Le développeur conserve le choix de l’environnement
La proposition ne force pas toutes les tâches à s’exécuter au même endroit. La documentation présentée par OpenAI prévoit un environnement hébergé par l’entreprise, une infrastructure contrôlée par le client ou un service fourni par un partenaire. Cette distinction compte pour les organisations qui manipulent du code, des documents internes ou des secrets techniques. Le harnais peut orchestrer le travail, mais l’équipe doit toujours décider où résident les fichiers, quelles connexions sont permises et quelles données peuvent quitter son réseau. OpenAI présente aussi un bac à sable hébergé capable d’exécuter du code, d’utiliser des fichiers et de conserver des résultats. Cette commodité ne remplace pas une analyse des accès : un agent ne devrait recevoir que les permissions nécessaires à une tâche précise.
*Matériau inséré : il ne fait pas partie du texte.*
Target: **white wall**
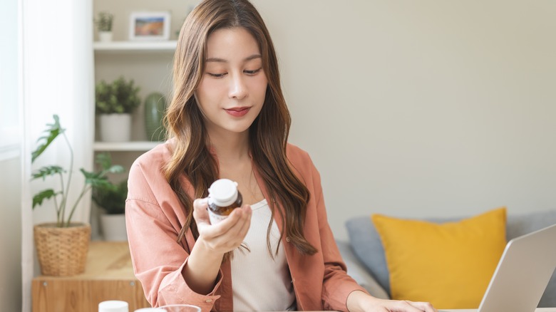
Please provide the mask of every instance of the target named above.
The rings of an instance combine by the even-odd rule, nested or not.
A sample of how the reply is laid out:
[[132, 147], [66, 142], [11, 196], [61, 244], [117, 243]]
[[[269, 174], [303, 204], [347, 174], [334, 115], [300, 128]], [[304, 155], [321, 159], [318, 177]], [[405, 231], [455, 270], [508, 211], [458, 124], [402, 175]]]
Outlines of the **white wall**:
[[329, 221], [556, 209], [556, 1], [254, 1]]
[[18, 1], [0, 1], [0, 311], [21, 311]]
[[19, 157], [0, 161], [0, 311], [21, 311], [21, 177]]

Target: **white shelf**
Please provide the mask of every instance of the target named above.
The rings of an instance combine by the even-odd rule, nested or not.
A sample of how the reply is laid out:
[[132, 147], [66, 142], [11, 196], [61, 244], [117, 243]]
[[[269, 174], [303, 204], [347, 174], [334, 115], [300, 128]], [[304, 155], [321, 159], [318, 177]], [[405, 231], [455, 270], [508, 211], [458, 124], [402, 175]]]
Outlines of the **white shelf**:
[[96, 152], [146, 152], [162, 143], [163, 142], [95, 142], [93, 149]]
[[93, 43], [95, 51], [174, 51], [177, 41], [110, 41]]

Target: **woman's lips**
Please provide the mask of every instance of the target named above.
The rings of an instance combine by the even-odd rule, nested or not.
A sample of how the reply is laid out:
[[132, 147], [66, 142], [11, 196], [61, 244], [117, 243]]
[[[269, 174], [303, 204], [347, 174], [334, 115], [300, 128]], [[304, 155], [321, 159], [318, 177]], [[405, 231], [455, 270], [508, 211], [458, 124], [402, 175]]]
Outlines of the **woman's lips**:
[[229, 109], [225, 109], [224, 110], [226, 111], [228, 114], [234, 116], [234, 117], [242, 117], [244, 116], [245, 114], [249, 113], [249, 110], [251, 108], [229, 108]]

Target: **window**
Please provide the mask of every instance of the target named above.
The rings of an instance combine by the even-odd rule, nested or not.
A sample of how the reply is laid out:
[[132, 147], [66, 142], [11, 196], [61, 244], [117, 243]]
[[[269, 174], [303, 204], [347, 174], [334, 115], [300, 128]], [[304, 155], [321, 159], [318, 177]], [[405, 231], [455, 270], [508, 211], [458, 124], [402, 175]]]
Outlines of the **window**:
[[17, 0], [0, 1], [0, 160], [17, 157], [19, 131], [19, 14]]

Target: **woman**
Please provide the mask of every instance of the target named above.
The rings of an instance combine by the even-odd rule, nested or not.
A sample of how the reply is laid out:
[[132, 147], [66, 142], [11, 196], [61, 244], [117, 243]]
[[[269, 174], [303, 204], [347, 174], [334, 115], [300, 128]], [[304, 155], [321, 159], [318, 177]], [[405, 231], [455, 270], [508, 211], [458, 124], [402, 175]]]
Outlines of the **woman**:
[[[433, 311], [369, 296], [346, 273], [320, 177], [287, 143], [290, 118], [268, 31], [247, 0], [207, 0], [180, 31], [171, 139], [140, 157], [126, 218], [135, 274], [154, 306], [202, 311]], [[242, 207], [210, 224], [219, 178]]]

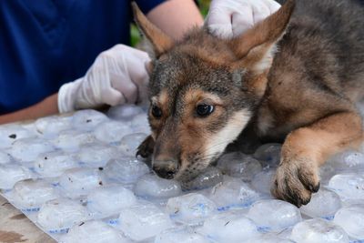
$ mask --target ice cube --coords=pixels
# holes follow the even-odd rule
[[[0,165],[7,164],[12,161],[13,158],[8,153],[0,150]]]
[[[87,221],[75,225],[60,243],[129,243],[121,232],[102,221]]]
[[[0,188],[11,189],[13,186],[23,179],[32,177],[27,167],[17,164],[0,165]]]
[[[263,170],[257,174],[251,181],[251,186],[258,192],[270,195],[270,187],[273,184],[273,178],[276,171],[273,169]]]
[[[91,131],[98,124],[107,121],[106,115],[96,110],[79,110],[72,117],[72,125],[75,128],[82,131]]]
[[[107,116],[116,120],[130,121],[140,113],[143,113],[142,107],[132,104],[124,104],[110,107]]]
[[[342,208],[335,214],[334,223],[344,228],[349,236],[364,240],[364,204]]]
[[[364,171],[364,154],[349,150],[332,157],[328,163],[338,173]]]
[[[39,154],[54,151],[55,147],[46,139],[22,138],[12,146],[10,154],[19,162],[34,162]]]
[[[325,202],[324,204],[322,202]],[[308,205],[300,208],[303,214],[312,218],[332,219],[335,213],[341,208],[340,197],[333,191],[320,188],[318,193],[312,194]]]
[[[259,243],[294,243],[292,240],[288,238],[281,238],[280,236],[275,233],[267,233],[261,235],[258,238],[255,238],[251,242],[259,242]]]
[[[65,171],[59,178],[59,185],[66,195],[78,197],[91,190],[103,187],[103,178],[97,169],[71,168]]]
[[[78,167],[73,155],[60,150],[40,154],[35,162],[35,170],[43,177],[61,176],[66,169]]]
[[[131,128],[126,123],[116,121],[106,121],[96,127],[95,137],[105,143],[120,142],[121,138],[131,133]]]
[[[222,180],[221,171],[215,167],[208,167],[193,180],[182,182],[181,186],[185,190],[200,190],[213,187]]]
[[[86,167],[101,167],[112,158],[123,157],[121,151],[115,147],[101,144],[90,144],[83,147],[76,155],[76,159]]]
[[[136,155],[136,148],[146,139],[147,134],[134,133],[128,134],[120,142],[120,149],[126,156],[135,157]]]
[[[66,233],[69,228],[88,218],[87,210],[79,203],[57,198],[42,205],[36,222],[49,233]]]
[[[134,132],[150,134],[147,115],[146,113],[141,113],[134,116],[131,120],[131,127]]]
[[[11,147],[13,143],[18,139],[34,137],[35,137],[34,133],[20,126],[2,126],[0,127],[0,148]]]
[[[254,153],[254,157],[262,161],[265,167],[276,167],[279,164],[280,144],[265,144]]]
[[[259,235],[252,220],[231,211],[208,218],[198,232],[214,242],[248,242]]]
[[[13,189],[14,203],[25,211],[37,211],[46,201],[56,199],[59,194],[49,183],[41,179],[16,182]]]
[[[118,215],[122,208],[136,203],[136,197],[131,190],[116,185],[94,189],[87,195],[87,209],[93,218]]]
[[[36,131],[46,137],[57,135],[60,131],[72,127],[71,116],[46,116],[35,122]]]
[[[279,231],[302,220],[299,209],[288,202],[268,199],[252,205],[248,218],[263,231]]]
[[[167,211],[176,221],[197,225],[216,213],[216,204],[197,193],[171,197],[167,203]]]
[[[329,187],[334,190],[341,199],[364,199],[364,176],[359,174],[339,174],[329,182]]]
[[[225,210],[248,207],[259,198],[259,194],[242,180],[226,177],[222,183],[211,189],[209,198],[217,205],[219,210]]]
[[[119,222],[121,231],[133,240],[147,239],[173,227],[168,216],[152,204],[123,208]]]
[[[312,218],[297,224],[291,238],[297,243],[348,243],[347,233],[338,226],[322,219]]]
[[[58,148],[66,151],[76,151],[82,146],[95,143],[96,138],[91,133],[78,130],[66,130],[59,133],[58,137],[52,143]]]
[[[149,168],[144,162],[132,157],[111,159],[103,171],[110,181],[124,184],[134,183],[148,172]]]
[[[192,230],[192,228],[169,228],[162,231],[156,237],[154,243],[209,243],[200,234]]]
[[[259,161],[241,152],[223,155],[217,161],[217,167],[223,173],[240,177],[243,181],[251,181],[253,177],[262,170]]]
[[[134,191],[136,196],[152,200],[177,197],[182,192],[177,181],[164,179],[153,174],[141,177]]]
Des sessions longues, des outils et plusieurs agents
Pour les travaux qui dépassent une courte conversation, OpenAI dit avoir intégré une gestion automatique du contexte. Lorsqu’une session approche de sa limite, le système compacte les échanges précédents afin de préserver l’information utile. Agents API comprend aussi une recherche d’outils qui charge les définitions au besoin, ainsi que des appels programmatiques permettant de lancer, chaîner ou regrouper certaines opérations. Une option multiagent peut répartir des sous-tâches entre plusieurs agents ayant chacun leur propre contexte. Ces fonctions peuvent réduire une partie du code d’orchestration que les équipes écrivaient elles-mêmes. Elles ajoutent toutefois de nouveaux points à observer : quelle tâche a été déléguée, quel outil a été appelé, quel résultat a été conservé et quelle action a finalement été autorisée.
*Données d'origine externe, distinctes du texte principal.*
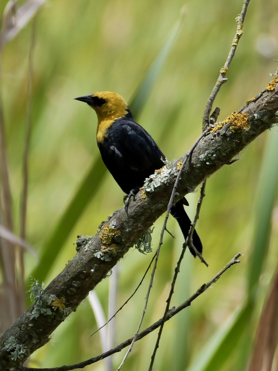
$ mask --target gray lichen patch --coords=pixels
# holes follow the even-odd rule
[[[156,170],[154,174],[145,179],[144,187],[147,192],[151,193],[156,188],[168,183],[173,176],[178,175],[178,171],[176,168],[171,167],[167,163],[161,169]]]
[[[14,336],[11,336],[4,344],[4,350],[11,352],[10,357],[13,361],[21,359],[24,358],[27,348],[23,344],[19,344]]]

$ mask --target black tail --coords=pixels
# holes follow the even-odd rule
[[[183,201],[184,200],[184,201]],[[172,206],[171,208],[171,213],[175,219],[179,223],[180,228],[181,230],[182,234],[185,239],[186,240],[187,236],[188,235],[188,232],[190,228],[191,222],[188,217],[188,216],[183,209],[183,204],[186,204],[185,202],[187,202],[185,199],[182,198],[180,201]],[[196,247],[198,251],[200,253],[202,253],[203,250],[203,247],[202,245],[202,242],[200,239],[199,236],[198,236],[197,232],[194,229],[193,232],[192,240],[193,241],[193,244]],[[196,254],[194,250],[190,247],[189,249],[190,252],[195,257]]]

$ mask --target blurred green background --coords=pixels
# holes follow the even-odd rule
[[[180,32],[136,117],[169,160],[180,157],[201,134],[203,109],[229,50],[236,29],[235,18],[242,3],[189,0],[185,4]],[[6,3],[2,0],[0,4],[1,13]],[[49,283],[75,255],[73,243],[76,236],[95,234],[102,220],[123,206],[122,192],[100,160],[96,115],[73,99],[110,90],[131,101],[168,40],[184,5],[182,0],[49,0],[36,16],[26,240],[37,250],[39,257],[25,254],[27,281],[34,272],[35,279]],[[33,22],[5,45],[1,60],[12,211],[17,234]],[[251,1],[244,30],[227,75],[228,81],[214,104],[221,108],[220,119],[262,90],[271,79],[269,73],[277,69],[278,63],[273,60],[278,59],[277,0]],[[166,324],[154,369],[245,369],[277,260],[278,154],[273,139],[278,139],[277,131],[275,127],[261,135],[239,156],[240,161],[224,167],[208,179],[196,229],[209,266],[206,268],[186,254],[171,306],[184,301],[237,253],[244,256],[239,265]],[[264,162],[266,149],[271,154],[270,162]],[[66,211],[92,168],[89,181]],[[264,182],[266,173],[267,181]],[[187,197],[191,217],[198,197],[196,191]],[[86,205],[81,213],[80,207]],[[155,224],[154,249],[163,221],[161,217]],[[163,314],[183,243],[172,218],[168,228],[176,238],[165,236],[142,328]],[[117,308],[135,289],[151,255],[131,249],[119,263]],[[96,290],[106,316],[109,280],[106,279]],[[134,334],[148,282],[145,280],[135,298],[117,315],[115,345]],[[234,328],[235,324],[240,325]],[[55,331],[49,344],[32,355],[30,364],[53,367],[102,352],[99,335],[89,337],[97,327],[86,300]],[[123,370],[148,369],[156,334],[135,345]],[[123,351],[113,356],[114,369],[124,354]],[[106,367],[102,361],[86,369],[106,370]]]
Ce que cela peut changer pour une équipe québécoise
Pour une petite équipe de développement, l’intérêt potentiel est de commencer un projet d’agent sans construire immédiatement toute l’infrastructure de reprise, de stockage temporaire et de coordination. Un premier essai pourrait porter sur une tâche interne réversible, comme analyser les erreurs d’un dépôt de démonstration ou préparer un rapport à faire approuver. Il serait imprudent de commencer par un processus capable de publier, de supprimer des données ou de communiquer avec des clients sans contrôle humain. Le service hébergé simplifie une partie de l’exploitation, mais il ne définit pas les règles de l’organisation. Les responsables doivent encore choisir les données permises, limiter les secrets, conserver des traces compréhensibles et prévoir une façon d’arrêter ou de reprendre une session qui s’écarte du mandat.
Une bêta à évaluer avec des mesures concrètes
OpenAI indique qu’Agents API n’ajoute pas de frais distincts : l’utilisation est facturée selon les modèles, les outils et les ressources consommés. Ce modèle rend le coût dépendant de la durée et de la complexité du travail. Avant une adoption plus large, une organisation peut mesurer le taux de tâches terminées, le nombre d’interventions humaines, les erreurs récupérables, le temps total et le coût par résultat accepté. Elle devrait aussi tester les échecs : outil indisponible, permission refusée, fichier inattendu ou instruction ambiguë. L’annonce montre que les fournisseurs déplacent une partie de leur offre du simple appel de modèle vers l’exécution complète d’un travail. La valeur réelle dépendra toutefois de la fiabilité observée dans chaque contexte, et non seulement de la facilité avec laquelle une première session peut être lancée.